La prohibición del obispo no era una cuestión baladí, pues había incluso prohibido que el inquisidor celebrara la misa en su propia casa. Así pues, llegadas las fechas de la Semana Santa la tensión subió, los frailes de la ciudad decidieron romper la prohibición y abrir sus templos aduciendo privilegios papales. Las circunstancias no dejaron a nadie indiferente y se convirtió en el primer asunto de opinión entre los cartageneros, dividiéndose la población entre los que apoyaban al obispo con su clero y el cierre de templos, frente a los que defendían a los frailes y la apertura de estos. A continuación las escenas que se vivieron alborotarían al más imperturbable. En la mañana del Jueves Santo, cuando los religiosos se dispusieron a abrir sus templos, una turba de los sectores más populares, jaleados por clérigos seculares vestidos de civil, acudió a las puertas de los conventos donde los frailes intentaban defender su apertura. El espectáculo debió ser de lo menos edificante, con golpes, palos y finalmente con tablas clavadas sobre las puertas se lograron cerrar los templos e impedir las celebraciones litúrgicas entre un gran alboroto. La turba recorrió la ciudad clausurando las puertas de los conventos y atemorizando a todo aquel que intentara desoír las disposiciones episcopales. Incluso se lanzaron tiros desde la torre de la catedral, tal fue el tumulto que tuvo que intervenir la autoridad civil y hasta el propio provisor del obispado para poner orden en unos disturbios que podían llegar a desestabilizar el gobierno de la ciudad. Sin embargo, la cessatio no se levantó, mientras que los ánimos en la ciudad no se calmaban ni el problema de jurisdicción encontraba solución, es más, con el paso del tiempo se agravaría.
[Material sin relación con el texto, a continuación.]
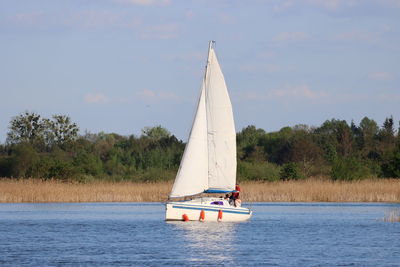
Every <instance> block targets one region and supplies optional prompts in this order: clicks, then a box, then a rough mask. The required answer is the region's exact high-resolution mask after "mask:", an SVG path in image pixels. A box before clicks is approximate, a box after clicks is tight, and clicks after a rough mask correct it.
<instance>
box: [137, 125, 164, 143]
mask: <svg viewBox="0 0 400 267" xmlns="http://www.w3.org/2000/svg"><path fill="white" fill-rule="evenodd" d="M142 135H143V136H145V137H148V138H150V139H151V140H154V141H158V140H160V139H162V138H168V137H170V136H171V133H170V132H169V131H168V130H167V129H165V128H164V127H162V126H161V125H158V126H155V127H144V128H143V129H142Z"/></svg>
Los cartageneros se vieron privados de unas celebraciones a las que les tenían gran arraigo, lo que encendió unos ánimos ya muy caldeados. Las procesiones fueron sustituidas por una agitación popular y disturbios, una situación que no era más que una expresión de las tensiones sociales y políticas que vivía la ciudad a finales del siglo XVII.

*“Unos oficios militares de Jueves y Viernes Santo de 1683 en Cartagena de Indias”, en actas del IX Congreso Internacional de Historia de América (Badajoz, 2002).